FLATOW: Well, how can you test this out to know if it works?
WENDER: Well, we have worked our way through cells. We are working our way with animals right now. We are working with NIAID with samples that are taken from infected patients who have been on suppressive therapy. And in all of these cases, we are seeing very encouraging signs that these compounds are working the way we would hope they would work.
FLATOW: Doesn't cancer sort of hide a while after - maybe chemotherapy works but it comes back later? Would this work that way also?
WENDER: Exactly. I think latency is going to be a problem that we are going to have to put more resources on in the future. It's associated with cancer as you're indicating. It's, you know, a question of why can't we get rid of cancer? Why is it that we're only checking progression of the disease? There is a form of latency that we could think of in terms of - well, it's a controversial theory but it's stem-like cancer cells that might basically repopulate cancer after a round of chemotherapy, and latency is obviously associated with TB, it's associated with shingles, it's associated with many other types of diseases. So, learning more about latency could potentially not only be of value with respect to HIV-AIDS eradication but many, as you point out, many other diseases.
FLATOW: I'm Ira Flatow. This is SCIENCE FRIDAY from NPR. This library, how do you match up what you have in your arsenal and what might work to combat diseases?
WENDER: A lot of this is done through massive computer modeling. We try to understand how nature is using structure to generate information and how that information then can lead to changes with respect to diseases. But it's basically designed a knowledge of structure, a knowledge of function and putting it all together and creating planes by watching birds fly.

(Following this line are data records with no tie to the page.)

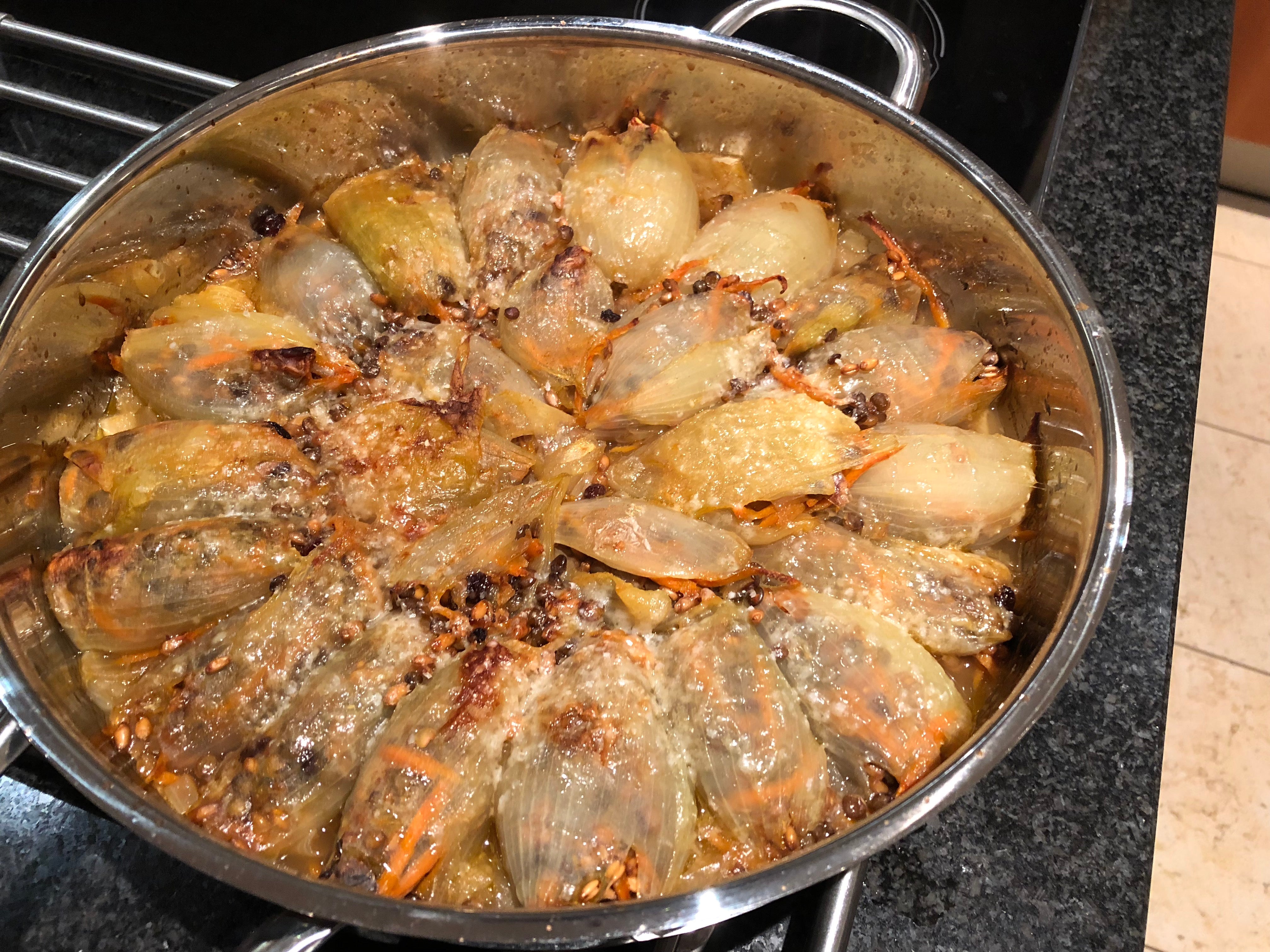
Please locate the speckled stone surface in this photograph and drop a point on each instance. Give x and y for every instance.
(1053, 850)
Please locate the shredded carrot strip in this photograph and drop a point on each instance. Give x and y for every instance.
(850, 477)
(418, 762)
(738, 285)
(896, 253)
(392, 880)
(600, 348)
(678, 275)
(216, 359)
(681, 587)
(417, 870)
(792, 379)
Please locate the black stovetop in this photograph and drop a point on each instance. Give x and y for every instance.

FLATOW: And how far along have you gotten on this?
WENDER: Well, we're dealing with information that ex-vivo now from patients, meaning that we're taking disease cells and tissue from patients. And we're making progress there. We're also doing work in the Alzheimer's area, basically using small molecules inspired by nature to do something that's pretty remarkable. And that is they induce the formation of new synapses in animals. And we think that this might be a way of dealing with a lot of problems associated with cognitive dysfunction, most significantly, obviously, Alzheimer's disease. We actually, there's a clinical trial that's been open, colleagues that I'm working with - Dan Alcott(ph), who's head of Blanchard Proctor Fill and Neurosciences Institute(ph), for example, is behind an organization that has now opened a clinical trial for possible testing of these contents.
FLATOW: Wow. Fascinating.
WENDER: I think so. Absolutely.
FLATOW: Just a long way to go, though, right?
WENDER: Oh, it is. It always is. The gestation period on a lot of these things will take time, but, you know, hopefully with enthusiasm and through the communication that you're kind of helping us all learn about these things, we will move along a lot faster.
FLATOW: Well, good luck to you, Dr. Wender.
WENDER: Thank you very much, Ira.
FLATOW: You're welcome. Paul Wender, Bergstrom Professor of Chemistry and professor of chemical and systems biology at Stanford.